The fats of the food really require no definition. Fat is found not only in meat, but also in the many oils found in fish and in vegetables (cod-liver oil, olive oil, cottonseed oil, peanut oil, etc.). The fats also furnish energy to the body, and, weight for weight, much more energy than the carbohydrates. We store fat in many nooks and crannies of the body, which when we fall ill and cannot eat, we draw upon to supply the energy to keep the necessary physiologic activities in action (the beat of the heart, the movements of breathing, etc.). So whenever our intake falls below our daily requirement of food we use or consume more and more of our body fat. When this has reached an advanced stage in tuberculosis, the disease is popularly called "consumption."

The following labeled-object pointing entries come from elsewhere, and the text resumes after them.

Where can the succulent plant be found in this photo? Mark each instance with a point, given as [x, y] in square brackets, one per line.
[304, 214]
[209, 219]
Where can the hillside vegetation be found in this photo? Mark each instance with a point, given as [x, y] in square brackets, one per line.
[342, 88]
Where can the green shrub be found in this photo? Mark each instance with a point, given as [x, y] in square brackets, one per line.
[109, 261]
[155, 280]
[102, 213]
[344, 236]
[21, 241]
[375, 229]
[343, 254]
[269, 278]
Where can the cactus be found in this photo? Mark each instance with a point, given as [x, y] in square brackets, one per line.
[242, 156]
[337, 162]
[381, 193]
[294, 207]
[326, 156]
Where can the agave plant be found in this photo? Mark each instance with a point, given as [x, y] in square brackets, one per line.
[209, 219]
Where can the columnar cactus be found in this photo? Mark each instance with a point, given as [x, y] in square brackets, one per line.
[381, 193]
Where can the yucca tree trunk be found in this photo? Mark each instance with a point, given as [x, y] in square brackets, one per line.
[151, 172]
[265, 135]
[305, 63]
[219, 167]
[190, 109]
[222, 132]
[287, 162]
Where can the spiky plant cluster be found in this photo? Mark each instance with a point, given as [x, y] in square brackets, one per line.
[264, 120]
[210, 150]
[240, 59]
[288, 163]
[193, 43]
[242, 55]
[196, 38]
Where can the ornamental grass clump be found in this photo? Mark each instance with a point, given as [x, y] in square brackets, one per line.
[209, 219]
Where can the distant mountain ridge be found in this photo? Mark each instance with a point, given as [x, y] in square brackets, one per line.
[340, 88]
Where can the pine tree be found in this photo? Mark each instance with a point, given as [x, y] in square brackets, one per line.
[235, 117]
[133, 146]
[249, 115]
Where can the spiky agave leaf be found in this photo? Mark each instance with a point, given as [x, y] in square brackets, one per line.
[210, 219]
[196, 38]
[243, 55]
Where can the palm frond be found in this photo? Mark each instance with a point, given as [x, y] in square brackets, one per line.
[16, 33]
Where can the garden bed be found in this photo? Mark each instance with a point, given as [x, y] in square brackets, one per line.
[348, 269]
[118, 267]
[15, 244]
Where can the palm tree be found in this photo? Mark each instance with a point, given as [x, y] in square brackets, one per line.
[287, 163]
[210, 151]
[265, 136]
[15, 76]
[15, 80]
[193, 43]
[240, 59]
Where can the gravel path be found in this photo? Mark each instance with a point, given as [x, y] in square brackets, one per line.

This brings us to consider briefly the fuel value of the foodstuffs. This has been studied outside and inside the body and the results expressed in heat units called calories, one of which represents heat enough to raise 1.056 quarts of water from 32° F. to 33.8° F. The fuel value of fat is greater than that of carbohydrates or of protein

as ordinarily used in the body. For this reason fat and carbohydrates might be called the "fuelfoods." It is impossible for the body to make use of as much fat as carbohydrates, and consequently, as has been stated, the carbohydrates (starches and sugars) are the chief heat- and energy-producing foodstuffs. The body of an adult man produces and gives off to the surrounding air about 2400 calories of heat in twentyfour hours. Now when the various foods are analyzed in regard to the various foodstuffs they contain, it is not difficult to determine how many calories or how much heat they are capable of supplying to the body. Many tables have been compiled, and it is of interest to note a few facts regarding them. One glass of milk contains twice as many heat units (150) as one raw egg. A tablespoonful of fairly thick cream or a butter ball is equivalent to an egg, or to a cubic inch of many cheeses. Skimmed milk or buttermilk has half the caloric value of whole milk, whey about one-third. Twenty ounces (forty tablespoonfuls, about three tumblers) of beef-juice equal one glass of milk. A good slice of roast beef equals four and one-half to five raw eggs, if the fat and all are eaten; if the roast is very lean, it is equivalent to only one and one-half eggs. Lamb chops, turkey and roast ham have a higher value than chicken, while veal is much lower. Two heaping tablespoonfuls of calf's-foot jelly equal about one egg.